John Stuart (24 February 1740 – 15 August 1811) was a Church of England clergyman, missionary, educator, and Loyalist. He is noted for being the first chaplain of the Legislative Council of Upper Canada, for being the first Anglican priest in what is now Ontario, for building the first church (now St. George's Cathedral) in what is now Kingston, Ontario, and for opening the first grammar school in Upper Canada.

==Early life==
John Stuart was born near Harrisburg, Pennsylvania in 1740. After graduating from the College of Philadelphia in 1763 he taught school, but returned to the college to complete a master's degree. He converted from Presbyterianism to Anglicanism and was ordained by the Bishop of London as a deacon, and later, as a priest. Stuart married Jane Okill in 1775 and they would have eight children.

==Missionary to the Mohawks==
Upon receiving an appointment from the Society for the Propagation of the Gospel he was assigned as a missionary to the Mohawks at Fort Hunter, New York. His work of serving the people in his chapel at Fort Hunter began in 1770. He was also responsible for a small school at nearby Johnstown where he also conducted monthly services, and he ministered to the Mohawks at Canajoharie where he met Mohawk leader Joseph Brant. Stuart collaborated with Joseph Brant to translate the Gospel of St. Mark into the Mohawk dialect. Since Stuart was a Loyalist and an Anglican priest, he was harassed by American Revolutionary War rebels. His home was looted, property confiscated, and his church desecrated. He was almost arrested in 1777 but saved by Joseph Brant and his troops.

==British Canada years==
By 1781, Stuart was permitted to leave for the Province of Quebec. He was exchanged for an army officer who had been imprisoned by the British. Stuart arrived in Canada with his wife, Jane (née Okill), three children and his black slaves. He settled in Montreal where he became the chaplain for the 2nd Battalion of the King's Royal Regiment of New York. He also operated a school and ministered to Loyalist settlers.

Stuart realized that prospects of obtaining a more secure position or obtaining property in Montreal were low, so in 1783 he petitioned Governor Haldimand to allow him to move to Cataraqui (now Kingston), grant him land and appoint him Chaplain of the Garrison of Cataraqui. He was successful and so he moved to Cataraqui with his family in 1785. He visited the neighboring Mohawk settlers and tended to his fellow citizens. His church consisted of only a room in the garrison quarters at Tête-de-Pont Barracks. The room was used until the first St. George's Church was built in 1792. St. George's was the first church to be built in the Kingston area. He is often referred to as the "Father of the Upper Canada Church".
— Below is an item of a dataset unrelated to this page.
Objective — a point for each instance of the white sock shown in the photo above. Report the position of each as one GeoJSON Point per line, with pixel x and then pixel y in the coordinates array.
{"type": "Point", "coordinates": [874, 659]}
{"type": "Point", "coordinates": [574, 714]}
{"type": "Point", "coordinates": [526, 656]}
In 1786 Stuart opened the first school west of the Ottawa River. It was located in one room in his rectory and had an enrolment of 30 pupils. The schoolroom was expanded by adding a small shed and it would become the first grammar school (Secondary School) in Upper Canada. He ran the school until 1788. In 1792, Lieutenant Governor Simcoe appointed him chaplain of the Legislative Council of Upper Canada. Stuart became the first Anglican priest in what is now the province of Ontario. In 1799 he was granted an honorary Doctorate of Divinity degree from the College of Philadelphia.

John and Jane Stuart had eight surviving children. Their eldest son, George Okill Stuart, would become rector of Kingston after the death of his father.